Zu guter Letzt wäre es ein wichtiger Punkt mehr barrierefreie Zugänge zu schaffen, Fahrstühle in Gebäude zu integrieren, genauso wie rollstuhlgerechte Sanitäreinrichtungen oder ganz einfach die Bordsteine abzusenken, am besten auf 0 cm, also ebenerdig. Denn sonst nützen uns Geld und ein schönes Heim nichts, dann sind wir nämlich trotzdem auf Hilfe angewiesen, um den einen oder anderen Weg zu erledigen. Diese Hilfe wäre unnötig! Ein Beispiel, was mich schon damals sehr zornig gestimmt hat und nach dem ich das Bedürfnis hatte, unbedingt etwas zu verändern: Zu der Zeit als ich gerade aus der Grundschule kam, wurde bei uns im Ort eine Schule (Gesamtschule) für mehrere Millionen umgebaut. Auf diese Schule hätte ich ja eigentlich ab dem nächsten Schuljahr gehen können. Nur leider hatten sie in ihren Bauplänen nicht an den Fahrstuhl oder die rollstuhlgerechte Toilette gedacht. Wie kann das sein, wie kann man, wenn man so viel Geld zur Verfügung gestellt bekommt so etwas nicht bedenken? Diese Ignoranz kann ich bis heute nicht verstehen.

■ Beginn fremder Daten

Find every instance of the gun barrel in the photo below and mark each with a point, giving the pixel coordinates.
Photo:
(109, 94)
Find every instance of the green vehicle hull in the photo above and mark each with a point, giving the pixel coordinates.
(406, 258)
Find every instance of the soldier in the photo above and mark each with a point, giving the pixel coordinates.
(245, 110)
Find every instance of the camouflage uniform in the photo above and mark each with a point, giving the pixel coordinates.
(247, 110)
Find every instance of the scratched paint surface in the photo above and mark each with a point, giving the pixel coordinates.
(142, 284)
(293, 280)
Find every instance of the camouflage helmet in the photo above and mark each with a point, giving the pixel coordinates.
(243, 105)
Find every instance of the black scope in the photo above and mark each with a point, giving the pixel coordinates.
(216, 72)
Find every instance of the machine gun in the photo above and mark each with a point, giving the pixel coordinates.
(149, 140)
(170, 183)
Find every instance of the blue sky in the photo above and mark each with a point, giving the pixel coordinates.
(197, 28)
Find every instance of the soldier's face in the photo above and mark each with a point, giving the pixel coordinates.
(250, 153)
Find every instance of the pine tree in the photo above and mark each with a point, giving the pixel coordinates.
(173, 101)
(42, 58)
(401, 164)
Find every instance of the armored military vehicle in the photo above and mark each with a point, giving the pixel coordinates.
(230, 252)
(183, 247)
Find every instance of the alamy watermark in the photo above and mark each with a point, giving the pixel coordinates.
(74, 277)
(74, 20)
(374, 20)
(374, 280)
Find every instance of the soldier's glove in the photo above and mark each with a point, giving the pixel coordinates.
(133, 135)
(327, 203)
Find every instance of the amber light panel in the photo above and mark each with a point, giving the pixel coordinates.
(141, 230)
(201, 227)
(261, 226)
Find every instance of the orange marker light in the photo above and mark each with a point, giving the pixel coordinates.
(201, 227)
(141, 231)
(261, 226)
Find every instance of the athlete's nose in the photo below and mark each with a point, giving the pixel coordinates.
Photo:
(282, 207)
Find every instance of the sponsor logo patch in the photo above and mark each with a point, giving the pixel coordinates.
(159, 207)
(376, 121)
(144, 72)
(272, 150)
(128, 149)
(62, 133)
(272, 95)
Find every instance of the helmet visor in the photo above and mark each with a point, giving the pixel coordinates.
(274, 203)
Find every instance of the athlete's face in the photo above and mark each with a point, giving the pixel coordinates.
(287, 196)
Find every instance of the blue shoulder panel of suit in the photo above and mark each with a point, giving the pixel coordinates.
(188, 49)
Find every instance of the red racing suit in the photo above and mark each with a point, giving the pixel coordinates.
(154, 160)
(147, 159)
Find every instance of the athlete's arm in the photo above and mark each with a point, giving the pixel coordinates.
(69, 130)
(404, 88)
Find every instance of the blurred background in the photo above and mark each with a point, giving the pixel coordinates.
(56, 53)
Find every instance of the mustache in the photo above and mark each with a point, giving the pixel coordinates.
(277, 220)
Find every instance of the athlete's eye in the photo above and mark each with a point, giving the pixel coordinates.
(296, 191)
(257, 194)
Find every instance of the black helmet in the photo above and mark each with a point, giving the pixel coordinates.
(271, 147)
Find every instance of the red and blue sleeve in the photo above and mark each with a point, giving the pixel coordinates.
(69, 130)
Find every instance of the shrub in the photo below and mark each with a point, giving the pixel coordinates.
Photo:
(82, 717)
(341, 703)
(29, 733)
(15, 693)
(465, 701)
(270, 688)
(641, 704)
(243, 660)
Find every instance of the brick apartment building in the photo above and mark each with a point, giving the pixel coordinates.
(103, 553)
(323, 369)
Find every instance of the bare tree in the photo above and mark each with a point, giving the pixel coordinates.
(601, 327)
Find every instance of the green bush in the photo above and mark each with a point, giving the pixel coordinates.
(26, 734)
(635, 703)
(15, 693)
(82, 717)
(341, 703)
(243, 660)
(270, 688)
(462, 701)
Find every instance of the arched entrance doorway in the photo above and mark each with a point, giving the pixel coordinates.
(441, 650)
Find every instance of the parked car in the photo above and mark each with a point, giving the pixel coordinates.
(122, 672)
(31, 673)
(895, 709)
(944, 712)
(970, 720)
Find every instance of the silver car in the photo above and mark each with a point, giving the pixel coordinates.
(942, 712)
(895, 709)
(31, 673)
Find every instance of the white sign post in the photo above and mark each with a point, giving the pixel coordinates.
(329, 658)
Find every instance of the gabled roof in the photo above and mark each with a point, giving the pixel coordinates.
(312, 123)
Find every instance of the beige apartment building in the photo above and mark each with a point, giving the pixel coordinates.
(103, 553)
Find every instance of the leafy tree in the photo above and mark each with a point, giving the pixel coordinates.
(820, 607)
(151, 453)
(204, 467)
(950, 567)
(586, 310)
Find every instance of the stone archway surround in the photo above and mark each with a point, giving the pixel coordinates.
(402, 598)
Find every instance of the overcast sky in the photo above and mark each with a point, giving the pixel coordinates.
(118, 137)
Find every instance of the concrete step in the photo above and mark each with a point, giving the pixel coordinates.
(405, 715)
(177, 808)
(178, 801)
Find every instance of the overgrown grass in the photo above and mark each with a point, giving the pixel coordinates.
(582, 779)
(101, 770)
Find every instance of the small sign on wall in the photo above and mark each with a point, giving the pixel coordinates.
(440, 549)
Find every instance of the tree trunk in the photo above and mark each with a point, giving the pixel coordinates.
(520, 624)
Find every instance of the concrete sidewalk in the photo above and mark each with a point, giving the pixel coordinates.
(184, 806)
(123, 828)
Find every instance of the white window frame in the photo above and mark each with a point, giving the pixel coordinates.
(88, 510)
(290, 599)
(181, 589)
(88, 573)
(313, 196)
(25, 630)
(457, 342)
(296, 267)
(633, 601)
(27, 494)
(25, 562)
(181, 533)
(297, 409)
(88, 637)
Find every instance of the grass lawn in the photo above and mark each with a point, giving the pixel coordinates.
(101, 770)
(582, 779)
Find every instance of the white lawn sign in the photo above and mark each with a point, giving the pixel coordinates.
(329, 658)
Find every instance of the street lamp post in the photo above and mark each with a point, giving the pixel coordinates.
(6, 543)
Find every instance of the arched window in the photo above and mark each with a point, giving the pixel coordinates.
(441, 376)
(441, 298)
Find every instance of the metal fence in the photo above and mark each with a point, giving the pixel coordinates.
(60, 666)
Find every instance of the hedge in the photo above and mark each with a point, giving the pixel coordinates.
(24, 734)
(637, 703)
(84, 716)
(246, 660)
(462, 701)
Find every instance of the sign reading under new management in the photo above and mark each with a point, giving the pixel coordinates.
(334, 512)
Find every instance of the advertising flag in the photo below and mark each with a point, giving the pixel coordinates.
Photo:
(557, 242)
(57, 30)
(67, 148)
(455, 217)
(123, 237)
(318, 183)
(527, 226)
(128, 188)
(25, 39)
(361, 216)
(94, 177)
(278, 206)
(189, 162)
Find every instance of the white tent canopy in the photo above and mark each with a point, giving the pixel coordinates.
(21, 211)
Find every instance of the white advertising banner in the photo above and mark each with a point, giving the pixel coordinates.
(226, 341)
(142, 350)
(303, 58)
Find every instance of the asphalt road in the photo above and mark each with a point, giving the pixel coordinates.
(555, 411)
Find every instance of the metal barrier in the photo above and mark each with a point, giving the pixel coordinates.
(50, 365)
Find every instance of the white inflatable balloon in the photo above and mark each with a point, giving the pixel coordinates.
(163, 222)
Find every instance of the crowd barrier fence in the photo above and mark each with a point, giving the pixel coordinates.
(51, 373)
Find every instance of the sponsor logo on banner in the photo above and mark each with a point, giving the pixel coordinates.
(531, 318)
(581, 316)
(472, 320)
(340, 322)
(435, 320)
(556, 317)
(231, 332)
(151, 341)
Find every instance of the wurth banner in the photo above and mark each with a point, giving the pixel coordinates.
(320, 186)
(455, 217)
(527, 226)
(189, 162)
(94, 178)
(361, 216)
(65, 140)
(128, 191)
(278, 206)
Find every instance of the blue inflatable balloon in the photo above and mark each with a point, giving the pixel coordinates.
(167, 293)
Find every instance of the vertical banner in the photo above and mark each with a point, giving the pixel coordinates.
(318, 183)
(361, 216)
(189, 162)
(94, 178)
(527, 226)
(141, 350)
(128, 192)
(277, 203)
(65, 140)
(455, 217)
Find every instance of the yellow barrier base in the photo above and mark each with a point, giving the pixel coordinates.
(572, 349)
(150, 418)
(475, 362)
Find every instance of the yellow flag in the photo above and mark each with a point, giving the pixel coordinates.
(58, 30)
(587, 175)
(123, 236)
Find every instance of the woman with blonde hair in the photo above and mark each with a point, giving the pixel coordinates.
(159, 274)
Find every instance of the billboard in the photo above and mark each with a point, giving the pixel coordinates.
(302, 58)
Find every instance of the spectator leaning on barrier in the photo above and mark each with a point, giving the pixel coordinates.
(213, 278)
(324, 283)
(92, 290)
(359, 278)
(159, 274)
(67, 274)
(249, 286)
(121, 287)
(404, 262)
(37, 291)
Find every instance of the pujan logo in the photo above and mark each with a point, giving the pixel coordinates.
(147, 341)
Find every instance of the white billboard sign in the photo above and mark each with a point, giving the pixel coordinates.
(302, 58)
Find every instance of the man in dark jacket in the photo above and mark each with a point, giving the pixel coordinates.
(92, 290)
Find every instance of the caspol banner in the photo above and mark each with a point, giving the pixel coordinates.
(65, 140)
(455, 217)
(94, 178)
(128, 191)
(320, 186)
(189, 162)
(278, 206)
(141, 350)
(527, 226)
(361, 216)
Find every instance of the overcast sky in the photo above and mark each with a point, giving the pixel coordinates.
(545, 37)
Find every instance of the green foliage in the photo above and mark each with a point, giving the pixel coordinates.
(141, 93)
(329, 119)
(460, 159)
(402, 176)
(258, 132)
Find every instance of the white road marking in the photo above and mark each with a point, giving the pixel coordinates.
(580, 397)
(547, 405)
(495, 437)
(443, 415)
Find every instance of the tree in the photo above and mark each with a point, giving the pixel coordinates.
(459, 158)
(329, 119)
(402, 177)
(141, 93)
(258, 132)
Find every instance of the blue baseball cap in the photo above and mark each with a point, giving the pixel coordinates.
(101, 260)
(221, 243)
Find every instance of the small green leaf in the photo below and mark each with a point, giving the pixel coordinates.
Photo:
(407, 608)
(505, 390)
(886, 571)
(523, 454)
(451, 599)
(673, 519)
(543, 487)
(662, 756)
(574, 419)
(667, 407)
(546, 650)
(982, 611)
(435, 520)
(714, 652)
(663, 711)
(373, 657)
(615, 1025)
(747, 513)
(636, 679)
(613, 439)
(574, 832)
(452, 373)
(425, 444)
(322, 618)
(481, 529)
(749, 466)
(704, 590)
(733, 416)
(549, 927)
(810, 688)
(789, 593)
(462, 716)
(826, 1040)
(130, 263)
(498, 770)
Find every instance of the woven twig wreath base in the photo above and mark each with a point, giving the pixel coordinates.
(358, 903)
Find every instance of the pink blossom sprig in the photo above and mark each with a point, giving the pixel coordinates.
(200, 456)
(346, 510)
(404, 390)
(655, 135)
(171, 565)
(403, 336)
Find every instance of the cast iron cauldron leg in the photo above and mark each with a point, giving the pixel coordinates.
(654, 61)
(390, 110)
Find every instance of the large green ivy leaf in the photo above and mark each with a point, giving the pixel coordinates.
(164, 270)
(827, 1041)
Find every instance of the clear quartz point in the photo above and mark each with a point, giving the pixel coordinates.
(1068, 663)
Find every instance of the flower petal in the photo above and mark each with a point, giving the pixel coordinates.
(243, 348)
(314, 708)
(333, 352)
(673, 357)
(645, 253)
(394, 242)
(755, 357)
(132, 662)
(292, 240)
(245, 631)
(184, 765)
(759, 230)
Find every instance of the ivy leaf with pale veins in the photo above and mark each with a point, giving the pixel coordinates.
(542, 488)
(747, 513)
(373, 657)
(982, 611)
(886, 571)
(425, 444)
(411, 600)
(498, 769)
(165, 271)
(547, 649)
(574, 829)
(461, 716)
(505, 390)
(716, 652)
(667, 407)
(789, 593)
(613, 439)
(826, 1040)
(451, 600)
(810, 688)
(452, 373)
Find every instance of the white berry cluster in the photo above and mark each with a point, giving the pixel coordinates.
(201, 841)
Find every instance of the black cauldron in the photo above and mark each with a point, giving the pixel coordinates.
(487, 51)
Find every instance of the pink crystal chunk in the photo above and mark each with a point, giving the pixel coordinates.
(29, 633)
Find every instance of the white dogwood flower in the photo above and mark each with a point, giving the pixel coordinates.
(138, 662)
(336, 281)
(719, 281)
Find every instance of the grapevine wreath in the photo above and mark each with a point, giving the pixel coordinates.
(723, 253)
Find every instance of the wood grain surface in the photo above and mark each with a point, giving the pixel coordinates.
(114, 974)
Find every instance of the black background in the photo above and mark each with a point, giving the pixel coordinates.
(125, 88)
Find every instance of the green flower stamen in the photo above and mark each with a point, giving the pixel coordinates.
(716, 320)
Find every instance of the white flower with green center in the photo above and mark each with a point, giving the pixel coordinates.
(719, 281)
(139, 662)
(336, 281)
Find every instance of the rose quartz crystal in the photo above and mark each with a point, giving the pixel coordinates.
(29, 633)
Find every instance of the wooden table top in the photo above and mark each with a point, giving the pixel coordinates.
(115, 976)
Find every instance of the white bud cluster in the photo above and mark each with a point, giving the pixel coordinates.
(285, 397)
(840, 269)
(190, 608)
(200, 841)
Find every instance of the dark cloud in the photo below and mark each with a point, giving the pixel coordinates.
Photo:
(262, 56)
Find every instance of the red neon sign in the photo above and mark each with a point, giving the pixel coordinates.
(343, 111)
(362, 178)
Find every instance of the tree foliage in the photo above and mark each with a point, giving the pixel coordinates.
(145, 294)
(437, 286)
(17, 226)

Es muss etwas getan werden, dringend! Die Gelder sind da, da bin ich mir ganz sicher. Doch vielleicht kommt man von alleine nicht auf diese Ideen, wenn ich nicht in der Situation wäre, würde es mir wahrscheinlich genauso gehen. Deswegen hoffe ich, meine elektronische Nachricht konnte Ihnen etwas die Augen öffnen. Natürlich habe ich keine Ahnung, bei wem die E-Mail jetzt letztendlich landet. Doch ich würde mir sehr wünschen, dass sie weitergeleitet und verbreitet wird und vielleicht sogar etwas Reelles bewirkt.

Für Rückfragen jeder Art stehe ich Ihnen natürlich zur Verfügung. Über eine Antwort wäre ich auch sehr erfreut. Hoffentlich können Sie meine Gedankengänge verfolgen und auch etwas davon nachvollziehen.